During the last five years there were some scattered frost events in 2011, 2009 and 2008. Just to review last year’s reminder of comparison for soil conditions and cold, to hopefully renew the good luck:
* Firm bare ground, that is wet: +2º F
* Firm bare ground, that is dry: ---
* Freshly disked soil: -2º degrees colder
* High cover crop (24 to 30 inches): -2º to 4º (possibly 6 to 8º colder)

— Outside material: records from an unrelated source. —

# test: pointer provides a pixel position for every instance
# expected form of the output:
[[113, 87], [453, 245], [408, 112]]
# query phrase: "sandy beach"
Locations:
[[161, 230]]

* Low cover crop (less than 24 inches): -1º to 3º degrees colder
* Mowed cover crop: -½º F
As spring and budbreak approach, it appears the European grapevine moth (EGVM) will be determined to be eradicated in San Joaquin County, as there were no other finds last year. Scott Hudson and his staff have done a lot of work and have been helped by all growers to speed the delisting of EGVM. That’s the good news.
The bad news is that light brown apple moth (LBAM), continues to spread and is scattered around the county. It’s still under a quarantine protocol. The other good news is, it’s easy to control. It is a Lepidoptera pest very similar to the OLR and it seems to be susceptible to the same biological control of our native beneficial insect predators and parasites. If you are within a mile of a commercial nursery you probably are in a quarantine zone. If you haven’t been contacted by the Ag Commissioner’s office, you should check.